Western Europeans flocked to the country we now call the United States of America for several reasons: two of which were to escape persecution (i.e., someone telling them what they should or shouldn’t do and believe), and to exploit the vast natural resources. In order to protect and support themselves they developed civil societies with rules and guidelines of acceptable behavior. (It should be mentioned that there were already indigenous civil societies here existing for the same reason.) Our rules and guidelines became the Constitution of the United States of America.
As the population grew, people who felt persecuted in their new environment, or who simply didn’t like being held to the rules of the current civil society, simply moved over the next hill and created their own rules and guidelines and exploited untapped natural resources.
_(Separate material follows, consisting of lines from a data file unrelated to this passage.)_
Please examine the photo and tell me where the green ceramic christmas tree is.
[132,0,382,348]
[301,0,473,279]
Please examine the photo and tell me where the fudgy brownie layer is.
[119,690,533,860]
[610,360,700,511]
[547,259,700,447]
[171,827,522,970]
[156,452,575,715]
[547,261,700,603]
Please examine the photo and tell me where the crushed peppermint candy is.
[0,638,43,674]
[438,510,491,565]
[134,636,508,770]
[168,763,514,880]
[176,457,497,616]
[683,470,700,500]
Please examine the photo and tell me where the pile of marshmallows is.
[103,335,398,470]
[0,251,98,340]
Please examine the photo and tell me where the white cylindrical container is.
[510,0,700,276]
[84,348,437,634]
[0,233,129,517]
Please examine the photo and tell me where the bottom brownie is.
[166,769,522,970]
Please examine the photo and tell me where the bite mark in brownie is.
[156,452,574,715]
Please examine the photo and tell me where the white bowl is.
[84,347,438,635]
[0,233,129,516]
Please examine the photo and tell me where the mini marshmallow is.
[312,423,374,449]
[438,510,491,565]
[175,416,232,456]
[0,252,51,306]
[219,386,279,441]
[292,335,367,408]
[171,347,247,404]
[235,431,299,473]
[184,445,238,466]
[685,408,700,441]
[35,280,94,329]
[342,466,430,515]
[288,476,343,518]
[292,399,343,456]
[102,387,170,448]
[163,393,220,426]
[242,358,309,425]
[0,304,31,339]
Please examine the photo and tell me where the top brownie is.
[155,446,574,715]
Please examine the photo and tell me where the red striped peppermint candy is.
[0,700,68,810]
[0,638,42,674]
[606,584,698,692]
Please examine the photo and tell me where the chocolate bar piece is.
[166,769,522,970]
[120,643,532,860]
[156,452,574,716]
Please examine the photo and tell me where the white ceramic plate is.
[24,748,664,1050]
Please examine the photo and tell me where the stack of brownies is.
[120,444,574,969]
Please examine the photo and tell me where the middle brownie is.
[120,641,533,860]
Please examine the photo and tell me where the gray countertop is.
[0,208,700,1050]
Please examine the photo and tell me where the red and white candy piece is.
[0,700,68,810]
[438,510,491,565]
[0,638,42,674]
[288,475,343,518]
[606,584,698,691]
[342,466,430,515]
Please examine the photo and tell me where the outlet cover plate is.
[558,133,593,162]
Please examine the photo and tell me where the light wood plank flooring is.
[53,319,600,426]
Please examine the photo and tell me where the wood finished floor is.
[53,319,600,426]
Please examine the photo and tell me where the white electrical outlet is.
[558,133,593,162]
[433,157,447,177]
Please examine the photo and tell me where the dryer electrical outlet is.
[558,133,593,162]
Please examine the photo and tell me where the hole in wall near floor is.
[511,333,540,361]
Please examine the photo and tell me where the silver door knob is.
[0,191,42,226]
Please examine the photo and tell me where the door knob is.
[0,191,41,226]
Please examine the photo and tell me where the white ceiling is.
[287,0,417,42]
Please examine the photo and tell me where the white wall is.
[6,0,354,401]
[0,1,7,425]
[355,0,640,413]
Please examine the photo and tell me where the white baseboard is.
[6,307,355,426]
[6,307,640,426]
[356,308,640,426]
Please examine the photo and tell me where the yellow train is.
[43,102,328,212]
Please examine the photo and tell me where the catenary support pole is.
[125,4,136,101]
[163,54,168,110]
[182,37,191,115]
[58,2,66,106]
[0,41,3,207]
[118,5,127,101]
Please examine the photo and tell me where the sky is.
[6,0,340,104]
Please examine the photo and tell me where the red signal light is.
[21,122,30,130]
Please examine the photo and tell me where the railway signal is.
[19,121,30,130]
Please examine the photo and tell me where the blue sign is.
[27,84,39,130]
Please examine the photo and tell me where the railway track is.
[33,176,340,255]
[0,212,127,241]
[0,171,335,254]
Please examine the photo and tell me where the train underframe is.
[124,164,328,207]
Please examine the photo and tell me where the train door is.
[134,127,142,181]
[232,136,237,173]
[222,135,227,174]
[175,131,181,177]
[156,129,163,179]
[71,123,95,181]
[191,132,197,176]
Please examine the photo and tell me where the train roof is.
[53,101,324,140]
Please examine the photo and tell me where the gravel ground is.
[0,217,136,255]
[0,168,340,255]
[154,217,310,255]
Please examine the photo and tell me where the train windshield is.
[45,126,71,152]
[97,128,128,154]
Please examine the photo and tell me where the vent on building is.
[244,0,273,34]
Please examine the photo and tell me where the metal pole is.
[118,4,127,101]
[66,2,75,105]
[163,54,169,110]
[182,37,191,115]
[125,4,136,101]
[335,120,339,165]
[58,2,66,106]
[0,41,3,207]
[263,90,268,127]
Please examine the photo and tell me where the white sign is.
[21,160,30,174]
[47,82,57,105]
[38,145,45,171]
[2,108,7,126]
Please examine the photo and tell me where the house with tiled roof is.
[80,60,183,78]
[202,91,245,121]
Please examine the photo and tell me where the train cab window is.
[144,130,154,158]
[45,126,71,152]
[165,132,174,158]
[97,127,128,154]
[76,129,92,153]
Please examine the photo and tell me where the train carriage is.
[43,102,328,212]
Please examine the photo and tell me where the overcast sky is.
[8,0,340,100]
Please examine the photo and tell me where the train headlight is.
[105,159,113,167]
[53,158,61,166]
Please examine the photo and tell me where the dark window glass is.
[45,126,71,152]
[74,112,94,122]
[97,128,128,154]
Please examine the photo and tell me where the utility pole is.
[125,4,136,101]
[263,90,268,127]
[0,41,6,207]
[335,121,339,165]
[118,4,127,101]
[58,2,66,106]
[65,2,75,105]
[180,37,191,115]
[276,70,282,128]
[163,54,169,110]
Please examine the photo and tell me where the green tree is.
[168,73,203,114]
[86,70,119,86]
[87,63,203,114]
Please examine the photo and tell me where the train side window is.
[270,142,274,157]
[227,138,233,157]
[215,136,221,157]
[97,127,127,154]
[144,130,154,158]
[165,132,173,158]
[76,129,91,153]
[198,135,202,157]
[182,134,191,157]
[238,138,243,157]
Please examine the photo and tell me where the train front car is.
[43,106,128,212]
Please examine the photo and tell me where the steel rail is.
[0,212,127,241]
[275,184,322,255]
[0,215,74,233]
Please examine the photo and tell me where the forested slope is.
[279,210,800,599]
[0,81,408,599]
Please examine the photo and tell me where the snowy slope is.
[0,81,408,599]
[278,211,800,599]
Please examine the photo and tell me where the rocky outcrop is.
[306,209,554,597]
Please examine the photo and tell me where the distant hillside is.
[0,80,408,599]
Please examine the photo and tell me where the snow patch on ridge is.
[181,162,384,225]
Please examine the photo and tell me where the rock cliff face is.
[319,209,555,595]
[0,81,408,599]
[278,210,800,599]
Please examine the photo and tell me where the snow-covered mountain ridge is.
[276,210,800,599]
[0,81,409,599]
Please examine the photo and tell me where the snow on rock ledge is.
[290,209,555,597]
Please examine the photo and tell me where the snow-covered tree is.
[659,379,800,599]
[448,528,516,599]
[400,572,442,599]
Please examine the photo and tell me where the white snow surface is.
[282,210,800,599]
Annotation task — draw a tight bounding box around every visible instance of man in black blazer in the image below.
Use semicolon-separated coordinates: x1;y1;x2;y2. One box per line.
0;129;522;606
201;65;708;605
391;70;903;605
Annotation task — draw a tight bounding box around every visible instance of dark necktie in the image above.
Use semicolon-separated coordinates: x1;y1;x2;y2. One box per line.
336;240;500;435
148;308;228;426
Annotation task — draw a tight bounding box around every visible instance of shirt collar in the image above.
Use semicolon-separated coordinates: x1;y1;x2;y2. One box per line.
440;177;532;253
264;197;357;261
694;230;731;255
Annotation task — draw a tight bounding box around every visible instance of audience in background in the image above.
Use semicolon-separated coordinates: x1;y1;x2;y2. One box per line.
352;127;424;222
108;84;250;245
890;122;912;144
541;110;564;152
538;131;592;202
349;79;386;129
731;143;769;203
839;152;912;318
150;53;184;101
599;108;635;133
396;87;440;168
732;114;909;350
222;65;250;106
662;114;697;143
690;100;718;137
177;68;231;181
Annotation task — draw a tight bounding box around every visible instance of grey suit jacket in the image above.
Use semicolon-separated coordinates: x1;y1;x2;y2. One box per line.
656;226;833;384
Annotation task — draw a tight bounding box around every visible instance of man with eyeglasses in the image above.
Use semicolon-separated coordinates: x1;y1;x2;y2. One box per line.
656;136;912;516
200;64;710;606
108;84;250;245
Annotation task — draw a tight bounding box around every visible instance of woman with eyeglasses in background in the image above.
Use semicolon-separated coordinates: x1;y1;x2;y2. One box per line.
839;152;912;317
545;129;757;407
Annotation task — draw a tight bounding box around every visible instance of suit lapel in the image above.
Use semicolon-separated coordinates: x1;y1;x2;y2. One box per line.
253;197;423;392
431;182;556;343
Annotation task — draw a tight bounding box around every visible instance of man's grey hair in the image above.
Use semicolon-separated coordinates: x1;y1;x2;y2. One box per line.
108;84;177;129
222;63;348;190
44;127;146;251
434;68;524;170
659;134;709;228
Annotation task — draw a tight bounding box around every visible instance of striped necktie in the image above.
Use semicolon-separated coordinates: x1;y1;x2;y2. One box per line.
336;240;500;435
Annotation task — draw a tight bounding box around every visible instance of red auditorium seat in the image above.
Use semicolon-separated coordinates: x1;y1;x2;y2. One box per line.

Eventually, however, more seekers of personal and financial freedom showed up and someone had to adapt or find a new hill to cross over.
Well, friends, we’ve run out of hills. Unless you live totally off the grid in some secret canyon in the wilds of Idaho or Alaska, or Manhattan, you eventually must have contact with a civil society that has certain expectations of your behavior for the protection and support of the greater population. The Constitution wasn’t written by hill-crossers — it was written by those who stayed and fought and died to make the country work for the society in which they chose to live.
We Americans have historically romanticized hill-crossers, but now they just seem desperate and sad. We are all on the beach now, and we have to work together to survive as a civil society.